By: Celerah Hewes, Project Manager, Moms Clean Air Force
Date: February 24, 2022
About: Mercury and Air Toxics Standards for Power Plants: Proposed Reaffirmation of the Appropriate and Necessary Finding, Docket ID No. EPA–HQ–OAR–2018–0794
To: Environmental Protection Agency
Thank you for the opportunity to speak on this issue. My name is Celerah Hewes, and I am a Project Manager for Moms Clean Air Force—a community of more than 1 million moms and dads fighting to protect our children from climate change and air pollution in an equitable way. I am from Albuquerque, New Mexico, where I live with my nine-year-old daughter, and I am here today to support this administration’s proposal to reinstate the appropriate and necessary finding of the Mercury and Air Toxics Standards.
When I found out that I was pregnant 10 years ago, one of the first instructions from my doctor was to not eat fish likely to be contaminated with mercury as it could impact the development of my baby. As a toxic heavy metal, it can cause long-term losses in IQ scores, impaired motor function, learning impairments, and behavioral problems in children. While the risk to my unborn baby was much greater than to me, this caused me to wonder why a toxic chemical was in my food at all. Shouldn’t stronger safeguards be in place to protect the health of families across the country? The simple answer is: Yes.
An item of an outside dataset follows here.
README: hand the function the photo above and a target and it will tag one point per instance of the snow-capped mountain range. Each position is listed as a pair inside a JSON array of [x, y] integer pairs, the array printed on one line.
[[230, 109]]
We know that there is no safe level of mercury consumption. According to the World Health Organization, exposure to mercury—even small amounts—may cause serious health problems and is a threat to the development of the child in utero and early in life. Coal-fired power plants are the largest source of mercury pollution in the United States, accounting for approximately 8,800 pounds of mercury emissions in 2017 alone. A recent study from Harvard also proves that mercury standards work, and reducing toxic mercury pollution from US power plants has provided greater health benefits than anticipated, and for less money. The EPA’s own 2022 proposal indicates that pollution reductions have been even greater than forecasted in 2012, showing that mercury emissions are down 86% compared to 2010, far greater than the 75% reduction expected. We must protect the health of our communities by swiftly addressing the health harms of mercury and air toxics.
Limiting mercury pollution not only protects unborn children, it also protects adults and reduces other toxic air pollutants from power plants, helping to prevent exposure to air pollution linked to cancer, asthma, premature death, and other serious health harms. Air pollution is disproportionately distributed, with low-income communities and communities of color bearing the heaviest burden. While toxic air is most dangerous for people who live near these plants, it can also spread hundreds of miles. Mercury is so prevalent and dangerous that there is no mother whose life has not been touched by it: Whether it was simply a warning from her doctor or a much more devastating experience.
Once again, I support the EPA restoring the finding that Mercury and Air Toxics Standards are appropriate and necessary, and I urge the agency to strengthen these standards to fully clean up mercury and other toxic air pollution. Thank you for the opportunity to be heard today.